A Component is a reusable building block that encapsulates a specific data processing operation, such as reading data from a source, transforming data, or writing data to a destination. Components can be used within Flows to define the processing logic and dependencies of a data pipeline.

There are several types and subtypes of components in Ascend. The basic component types include:

  • Read: Read data from a source
  • Transform: Transform data
  • Write: Write data to a destination
  • Task: Execute arbitrary code

In addition, there are multiple advanced component types that you can use to extend the functionality of your flows and increase reusability. These include:

Data Plane

A Data Plane is the underlying infrastructure where data storage, processing, and computation occur. It's the execution environment for the component logic of your Flows. Ascend supports various Data Planes (Snowflake, Databricks, BigQuery, etc.), allowing you to choose the best fit for your needs.

tip

It is strongly recommended that you set up a separate Data Plane for your Development, Staging, and Production environments, and keep these isolated from the Instance Store.

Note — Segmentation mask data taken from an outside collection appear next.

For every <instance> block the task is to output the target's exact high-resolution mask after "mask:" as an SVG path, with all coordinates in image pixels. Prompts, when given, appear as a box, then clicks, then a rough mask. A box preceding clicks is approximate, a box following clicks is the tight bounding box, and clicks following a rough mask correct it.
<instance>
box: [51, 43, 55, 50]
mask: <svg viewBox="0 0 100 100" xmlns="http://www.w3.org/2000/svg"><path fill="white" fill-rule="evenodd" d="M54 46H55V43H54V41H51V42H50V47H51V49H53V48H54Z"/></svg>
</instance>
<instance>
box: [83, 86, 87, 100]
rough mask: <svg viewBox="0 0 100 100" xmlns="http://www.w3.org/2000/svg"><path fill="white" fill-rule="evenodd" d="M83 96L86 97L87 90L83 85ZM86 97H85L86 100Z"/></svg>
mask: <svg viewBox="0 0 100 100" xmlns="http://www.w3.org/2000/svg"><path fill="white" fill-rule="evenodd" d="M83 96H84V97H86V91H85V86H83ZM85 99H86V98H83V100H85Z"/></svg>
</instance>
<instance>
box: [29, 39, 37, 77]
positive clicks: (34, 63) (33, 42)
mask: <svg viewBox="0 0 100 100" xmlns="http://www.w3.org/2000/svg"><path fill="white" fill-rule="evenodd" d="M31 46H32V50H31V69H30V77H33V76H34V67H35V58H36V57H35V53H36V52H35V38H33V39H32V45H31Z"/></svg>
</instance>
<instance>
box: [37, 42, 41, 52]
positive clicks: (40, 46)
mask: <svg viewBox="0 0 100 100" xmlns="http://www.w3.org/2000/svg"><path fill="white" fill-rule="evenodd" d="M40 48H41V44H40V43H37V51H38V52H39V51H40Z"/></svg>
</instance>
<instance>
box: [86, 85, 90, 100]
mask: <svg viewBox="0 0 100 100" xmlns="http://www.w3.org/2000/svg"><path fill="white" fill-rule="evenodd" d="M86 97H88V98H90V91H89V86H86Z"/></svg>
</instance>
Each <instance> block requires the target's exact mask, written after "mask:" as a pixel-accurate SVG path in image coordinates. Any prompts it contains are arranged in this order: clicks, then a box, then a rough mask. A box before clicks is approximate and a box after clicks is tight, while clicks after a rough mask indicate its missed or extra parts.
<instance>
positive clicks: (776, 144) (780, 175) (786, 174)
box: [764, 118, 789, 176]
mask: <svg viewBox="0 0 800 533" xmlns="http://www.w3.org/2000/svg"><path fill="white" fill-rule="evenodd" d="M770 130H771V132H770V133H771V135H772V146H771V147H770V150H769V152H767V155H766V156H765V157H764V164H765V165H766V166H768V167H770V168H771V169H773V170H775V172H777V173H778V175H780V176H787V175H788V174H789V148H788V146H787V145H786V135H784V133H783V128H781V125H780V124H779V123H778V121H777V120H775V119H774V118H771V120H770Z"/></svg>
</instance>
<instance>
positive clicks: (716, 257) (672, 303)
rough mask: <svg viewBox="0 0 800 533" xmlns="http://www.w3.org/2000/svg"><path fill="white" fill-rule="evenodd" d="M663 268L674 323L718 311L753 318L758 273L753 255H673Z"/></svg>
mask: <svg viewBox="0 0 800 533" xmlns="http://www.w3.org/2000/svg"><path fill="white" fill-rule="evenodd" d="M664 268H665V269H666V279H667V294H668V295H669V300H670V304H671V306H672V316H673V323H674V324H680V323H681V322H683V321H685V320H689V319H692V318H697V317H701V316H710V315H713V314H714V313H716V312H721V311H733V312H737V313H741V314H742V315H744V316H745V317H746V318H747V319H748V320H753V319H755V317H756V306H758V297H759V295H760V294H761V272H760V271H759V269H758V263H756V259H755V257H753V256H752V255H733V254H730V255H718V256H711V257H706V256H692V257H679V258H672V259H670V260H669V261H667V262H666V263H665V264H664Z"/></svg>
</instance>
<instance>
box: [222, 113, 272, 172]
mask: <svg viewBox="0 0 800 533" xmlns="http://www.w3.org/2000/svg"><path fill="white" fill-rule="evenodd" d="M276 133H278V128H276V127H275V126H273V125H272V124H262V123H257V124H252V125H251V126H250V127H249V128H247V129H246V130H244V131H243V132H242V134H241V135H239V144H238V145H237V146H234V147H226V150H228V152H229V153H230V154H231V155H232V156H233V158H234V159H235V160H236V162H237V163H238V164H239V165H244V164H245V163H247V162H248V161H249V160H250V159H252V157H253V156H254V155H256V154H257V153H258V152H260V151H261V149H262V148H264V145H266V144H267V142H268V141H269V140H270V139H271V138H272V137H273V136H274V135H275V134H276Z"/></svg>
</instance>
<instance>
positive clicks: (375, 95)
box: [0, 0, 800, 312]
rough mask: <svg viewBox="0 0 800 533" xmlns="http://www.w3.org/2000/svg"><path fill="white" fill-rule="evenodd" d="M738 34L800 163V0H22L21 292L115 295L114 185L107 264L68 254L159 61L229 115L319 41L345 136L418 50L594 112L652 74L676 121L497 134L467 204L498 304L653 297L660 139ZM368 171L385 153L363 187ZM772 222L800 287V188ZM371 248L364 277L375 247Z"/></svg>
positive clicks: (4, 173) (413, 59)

Read Infrastructure Concepts for more information on how Ascend manages infrastructure resources.

Advanced Ascend Resources

Automation

An Automation streamlines your data lifecycle by triggering Flow runs based on events (e.g., Flow completion, schedules) or conditions.

Profile

A Profile defines runtime parameters and default configurations for your Flows. Profiles enable you to reuse Flows across different Workspaces and Deployments by utilizing customizable parameters for connections, components, and vaults.

Infrastructure Concepts

Infrastructure resources are those that support the execution of your Flows. These resources are managed by Ascend, and can be configured as part of your Project.

Instance

An Instance is a managed resource that is dedicated to you and your team. Your instance can be configured to either run in Ascend Cloud, or run on your own infrastructure for greater control.

Instance Store

An Instance Store is where all of your Ascend metadata and history is stored. This includes builds, runs, and more. Ascend supports various Instance Stores, including Snowflake, BigQuery, and more.

Git Repository

Ascend supports integration with Git for version control, branching, and collaboration. A single Git repository can have one or more Ascend projects associated with it.

Environment

An Environment isolates resources for different stages of the software development lifecycle (e.g., development, staging, production). They provide separate security boundaries and allow you to manage resources specific to each stage.

Workspace

A Workspace is your isolated, containerized development environment within Ascend. It provides an IDE-like interface for building and running Projects & Flows, integrated with version control and CI/CD. A workspace runs within a single environment, and is bound by the security limitations of that environment. Workspace are designed to be used by a single developer at a time, as they are configured with a single project and branch at a time, and are the physical resource that executes code interactively.

Deployment

A Deployment is a runtime environment for running Flows in a production-like setting. Deployments support automations and scheduled Flows. Every deployment runs within a single environment, and is bound by the security limitations of that environment.

Vault

A Vault securely stores sensitive information (passwords, tokens, keys) used by your Connections and Components. Each Environment you create has an Ascend-managed Vault associated with it. In addition, Ascend supports various external vault implementations, AWS Secrets Manager, Azure Key Vault, and Google Cloud Secret Manager. You can grant access to your external vault for a specific Environment via your cloud provider's IAM roles, which allows the Workspaces and Deployments running within that Environment to access the vault.